Artifact Review Summary: Rabia: Simplifying State-Machine Replication Through Randomization

Artifact Details

Badges Awarded

Artifact Available	Artifact Functional	Results Reproduced

Description of the Artifact

Links: Artifact Location, Artifact Readme

The submitted artifact is a public repository hosted on GitHub, including the source code, written in Go, as well as installation and benchmarking scripts. For comparison purposes, it also includes an implementation of Paxos/EPaxos. Additionally, it provides the Redis-Rabia integration, and a machine-checked safety proof in Ivy+Coq.
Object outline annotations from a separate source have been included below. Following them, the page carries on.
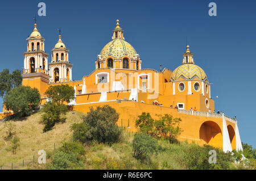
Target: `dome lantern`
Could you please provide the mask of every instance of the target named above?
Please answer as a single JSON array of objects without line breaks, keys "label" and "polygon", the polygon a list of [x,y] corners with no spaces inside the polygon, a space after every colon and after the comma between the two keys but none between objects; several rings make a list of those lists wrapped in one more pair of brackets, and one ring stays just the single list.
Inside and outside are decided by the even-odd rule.
[{"label": "dome lantern", "polygon": [[187,45],[187,50],[182,55],[183,56],[183,61],[182,62],[182,64],[195,64],[193,58],[194,54],[190,52],[189,45]]},{"label": "dome lantern", "polygon": [[113,32],[112,40],[116,39],[125,39],[125,37],[123,37],[123,30],[120,27],[118,19],[117,19],[116,27],[113,31]]}]

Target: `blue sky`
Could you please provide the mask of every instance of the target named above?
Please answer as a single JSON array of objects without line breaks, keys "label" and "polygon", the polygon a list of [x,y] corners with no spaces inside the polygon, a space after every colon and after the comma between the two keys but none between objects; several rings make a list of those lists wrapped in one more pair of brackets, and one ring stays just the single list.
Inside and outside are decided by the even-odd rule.
[{"label": "blue sky", "polygon": [[[125,40],[140,54],[142,68],[159,70],[161,64],[174,70],[181,64],[187,36],[196,64],[213,83],[212,95],[218,96],[216,110],[236,116],[242,141],[256,148],[256,1],[5,1],[0,6],[0,71],[22,69],[26,39],[40,2],[47,8],[46,16],[37,16],[46,51],[51,53],[61,28],[73,79],[93,70],[117,19]],[[211,2],[217,4],[217,16],[208,15]]]}]

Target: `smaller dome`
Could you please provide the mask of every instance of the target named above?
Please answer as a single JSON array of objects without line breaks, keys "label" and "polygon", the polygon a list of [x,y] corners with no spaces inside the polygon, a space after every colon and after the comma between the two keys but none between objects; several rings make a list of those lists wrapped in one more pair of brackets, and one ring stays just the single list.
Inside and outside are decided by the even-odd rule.
[{"label": "smaller dome", "polygon": [[183,64],[174,70],[172,74],[172,78],[174,81],[177,80],[181,77],[186,79],[193,79],[196,77],[201,80],[207,78],[204,70],[193,64]]},{"label": "smaller dome", "polygon": [[35,23],[35,28],[34,28],[33,32],[30,34],[30,37],[36,37],[39,36],[41,37],[41,34],[38,32],[38,29],[36,28],[36,24]]},{"label": "smaller dome", "polygon": [[61,36],[60,35],[59,36],[59,41],[56,44],[54,48],[66,48],[66,46],[65,45],[65,44],[63,43],[63,42],[61,40]]}]

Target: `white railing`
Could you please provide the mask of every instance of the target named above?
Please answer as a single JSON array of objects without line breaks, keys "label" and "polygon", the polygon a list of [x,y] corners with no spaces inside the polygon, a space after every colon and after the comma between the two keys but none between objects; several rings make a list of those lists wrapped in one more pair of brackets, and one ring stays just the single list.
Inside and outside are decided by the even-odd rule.
[{"label": "white railing", "polygon": [[178,111],[179,113],[184,113],[189,115],[205,116],[213,118],[222,118],[222,115],[221,115],[220,113],[210,113],[208,112],[195,111],[180,109],[178,110]]}]

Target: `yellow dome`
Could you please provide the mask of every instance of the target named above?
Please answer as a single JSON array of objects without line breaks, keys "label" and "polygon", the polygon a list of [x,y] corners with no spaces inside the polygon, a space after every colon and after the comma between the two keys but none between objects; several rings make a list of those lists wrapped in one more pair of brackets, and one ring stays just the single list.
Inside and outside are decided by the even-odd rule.
[{"label": "yellow dome", "polygon": [[63,43],[63,42],[62,42],[61,36],[60,35],[59,36],[59,41],[56,44],[54,48],[66,48],[65,44]]},{"label": "yellow dome", "polygon": [[38,32],[38,29],[36,28],[36,24],[35,23],[35,28],[34,28],[33,32],[30,34],[30,36],[39,36],[41,37],[41,34]]},{"label": "yellow dome", "polygon": [[202,68],[192,64],[180,65],[174,70],[172,74],[172,78],[174,81],[177,80],[180,77],[188,79],[193,79],[196,77],[201,80],[207,78]]},{"label": "yellow dome", "polygon": [[128,42],[121,39],[115,39],[107,44],[100,53],[103,58],[110,54],[114,57],[120,57],[126,54],[130,58],[134,58],[137,52]]}]

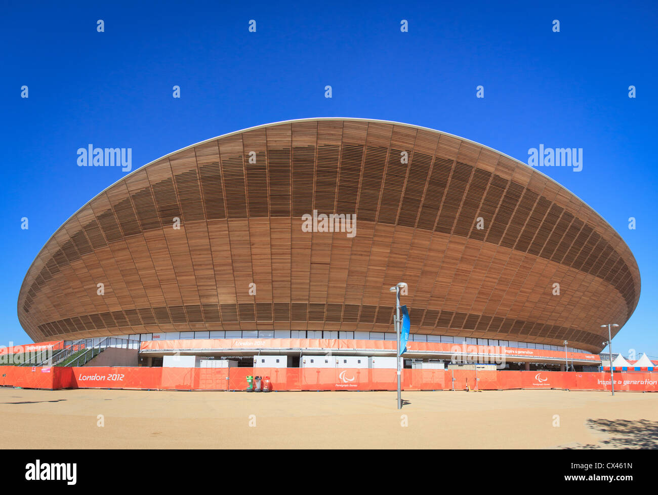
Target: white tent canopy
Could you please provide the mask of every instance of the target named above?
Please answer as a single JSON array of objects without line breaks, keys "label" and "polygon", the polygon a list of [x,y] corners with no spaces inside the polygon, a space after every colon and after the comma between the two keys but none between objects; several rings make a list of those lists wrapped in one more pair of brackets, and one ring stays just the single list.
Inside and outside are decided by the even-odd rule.
[{"label": "white tent canopy", "polygon": [[630,365],[628,364],[628,361],[624,359],[624,356],[619,354],[615,358],[615,361],[613,361],[613,367],[621,368],[624,366],[629,367]]},{"label": "white tent canopy", "polygon": [[647,357],[646,353],[642,354],[642,357],[640,357],[633,366],[640,367],[640,368],[650,368],[653,366],[653,363],[651,363],[651,360]]}]

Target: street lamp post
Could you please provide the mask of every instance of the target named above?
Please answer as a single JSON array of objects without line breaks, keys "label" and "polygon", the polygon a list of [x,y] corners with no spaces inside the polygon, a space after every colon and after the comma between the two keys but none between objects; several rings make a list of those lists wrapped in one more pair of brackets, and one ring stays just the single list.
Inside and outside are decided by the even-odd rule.
[{"label": "street lamp post", "polygon": [[612,390],[613,396],[615,395],[615,369],[613,367],[613,336],[610,327],[619,326],[617,323],[601,325],[601,328],[608,327],[608,352],[610,353],[610,390]]},{"label": "street lamp post", "polygon": [[569,358],[567,354],[567,344],[569,344],[568,340],[565,340],[563,344],[565,344],[565,371],[569,371]]},{"label": "street lamp post", "polygon": [[407,284],[400,282],[395,286],[389,289],[391,292],[395,293],[395,334],[397,338],[397,350],[395,353],[395,360],[397,364],[397,409],[402,409],[402,396],[400,392],[400,289],[406,287]]}]

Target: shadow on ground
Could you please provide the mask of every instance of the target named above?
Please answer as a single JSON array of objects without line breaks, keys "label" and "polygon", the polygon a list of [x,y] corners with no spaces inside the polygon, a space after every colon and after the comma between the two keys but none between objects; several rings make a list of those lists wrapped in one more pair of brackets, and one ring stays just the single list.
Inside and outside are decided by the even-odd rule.
[{"label": "shadow on ground", "polygon": [[57,399],[57,400],[24,400],[20,402],[0,402],[3,404],[40,404],[42,402],[61,402],[66,399]]},{"label": "shadow on ground", "polygon": [[658,421],[639,419],[587,420],[587,426],[601,438],[596,444],[574,444],[563,449],[655,449],[658,448]]}]

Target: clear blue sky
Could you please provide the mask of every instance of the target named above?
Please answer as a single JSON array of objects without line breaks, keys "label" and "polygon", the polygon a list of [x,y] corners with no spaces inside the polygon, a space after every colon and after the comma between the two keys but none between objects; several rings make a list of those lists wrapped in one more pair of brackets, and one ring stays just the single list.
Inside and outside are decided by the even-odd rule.
[{"label": "clear blue sky", "polygon": [[582,172],[542,170],[599,212],[638,261],[640,303],[613,350],[658,356],[655,2],[94,3],[1,7],[0,344],[30,341],[16,299],[41,246],[124,176],[78,167],[79,147],[132,147],[134,169],[252,126],[353,117],[438,129],[522,161],[540,143],[583,148]]}]

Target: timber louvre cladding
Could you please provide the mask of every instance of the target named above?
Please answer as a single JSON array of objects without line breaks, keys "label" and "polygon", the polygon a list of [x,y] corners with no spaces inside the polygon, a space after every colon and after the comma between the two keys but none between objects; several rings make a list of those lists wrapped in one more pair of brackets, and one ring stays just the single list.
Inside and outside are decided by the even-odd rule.
[{"label": "timber louvre cladding", "polygon": [[[356,236],[303,232],[314,209],[356,213]],[[126,176],[49,240],[18,310],[36,341],[390,331],[400,280],[414,332],[593,352],[600,322],[623,324],[640,292],[619,235],[530,167],[427,129],[315,119],[211,140]]]}]

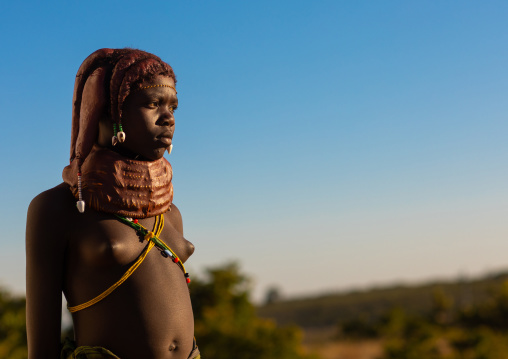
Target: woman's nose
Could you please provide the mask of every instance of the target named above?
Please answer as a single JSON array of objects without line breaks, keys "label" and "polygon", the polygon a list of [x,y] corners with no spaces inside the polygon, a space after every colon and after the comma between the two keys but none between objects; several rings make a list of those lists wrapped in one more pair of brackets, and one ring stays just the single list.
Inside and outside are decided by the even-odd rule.
[{"label": "woman's nose", "polygon": [[174,126],[174,124],[175,124],[175,115],[173,114],[173,108],[166,107],[161,115],[161,125]]}]

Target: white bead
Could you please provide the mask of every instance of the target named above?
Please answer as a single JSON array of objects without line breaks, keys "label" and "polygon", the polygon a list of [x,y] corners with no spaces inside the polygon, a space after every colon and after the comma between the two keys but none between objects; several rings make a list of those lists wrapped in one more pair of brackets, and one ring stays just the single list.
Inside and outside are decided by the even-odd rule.
[{"label": "white bead", "polygon": [[79,213],[83,213],[85,211],[85,201],[83,200],[79,200],[77,203],[76,203],[76,207],[78,207],[78,211]]}]

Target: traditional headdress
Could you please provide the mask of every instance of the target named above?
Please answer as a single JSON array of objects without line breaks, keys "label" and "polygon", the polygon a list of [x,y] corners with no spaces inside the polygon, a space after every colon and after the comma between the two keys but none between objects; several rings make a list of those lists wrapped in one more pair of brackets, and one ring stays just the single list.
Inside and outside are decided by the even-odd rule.
[{"label": "traditional headdress", "polygon": [[166,159],[130,160],[96,144],[103,117],[112,121],[113,141],[117,137],[123,142],[124,100],[158,75],[176,82],[171,66],[141,50],[100,49],[81,64],[74,85],[70,165],[62,174],[80,212],[86,204],[98,211],[144,218],[171,206],[172,170]]}]

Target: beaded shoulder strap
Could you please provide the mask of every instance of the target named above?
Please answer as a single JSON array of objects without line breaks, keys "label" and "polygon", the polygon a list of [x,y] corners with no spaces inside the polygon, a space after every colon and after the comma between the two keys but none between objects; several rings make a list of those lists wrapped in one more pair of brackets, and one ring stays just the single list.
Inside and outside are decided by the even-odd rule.
[{"label": "beaded shoulder strap", "polygon": [[[127,220],[127,219],[125,219],[125,220]],[[163,228],[164,228],[164,215],[160,214],[157,217],[155,217],[155,223],[153,226],[153,230],[151,232],[148,232],[145,229],[145,231],[147,233],[150,233],[151,236],[155,235],[156,237],[158,237],[161,234]],[[101,300],[106,298],[108,295],[110,295],[123,282],[125,282],[127,280],[127,278],[129,278],[131,276],[131,274],[134,273],[134,271],[139,267],[139,265],[145,260],[148,252],[150,252],[150,250],[153,247],[155,247],[155,245],[156,245],[155,241],[150,240],[150,238],[147,239],[147,235],[145,235],[143,239],[148,240],[148,244],[146,245],[145,249],[143,249],[143,252],[141,252],[141,254],[138,256],[138,258],[136,259],[134,264],[125,272],[125,274],[122,276],[122,278],[120,278],[115,284],[113,284],[111,287],[109,287],[104,292],[99,294],[97,297],[89,300],[86,303],[76,305],[73,307],[70,307],[69,305],[67,305],[67,309],[69,309],[69,312],[75,313],[77,311],[83,310],[85,308],[88,308],[88,307],[100,302]]]}]

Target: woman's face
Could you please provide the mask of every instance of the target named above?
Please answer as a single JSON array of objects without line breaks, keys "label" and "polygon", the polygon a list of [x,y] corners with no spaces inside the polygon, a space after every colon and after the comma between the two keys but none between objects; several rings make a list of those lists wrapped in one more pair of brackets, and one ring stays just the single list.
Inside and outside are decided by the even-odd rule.
[{"label": "woman's face", "polygon": [[173,79],[158,76],[152,81],[143,82],[143,89],[133,91],[125,99],[122,111],[125,142],[117,146],[131,157],[157,160],[171,145],[178,98],[176,91],[167,86],[175,87]]}]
Environment(s) Used for Testing

Three possible options:

CloudLab, 3 m510 as servers (8-core Intel Xeon D-1548, 64 GB RAM) and 3 c6515 as clients (32-core AMD 7452, 128GB RAM). CloudLab profile
CloudLab, 3 m510 as servers (8-core Intel Xeon D-1548, 64 GB RAM) and 3 c6525-100g as clients (24-core AMD 7402P, 128 GB RAM).
128-core AMD EPYC machine with Docker containers, 4 cores per container, with artificially added latency to mimic a realistic cluster.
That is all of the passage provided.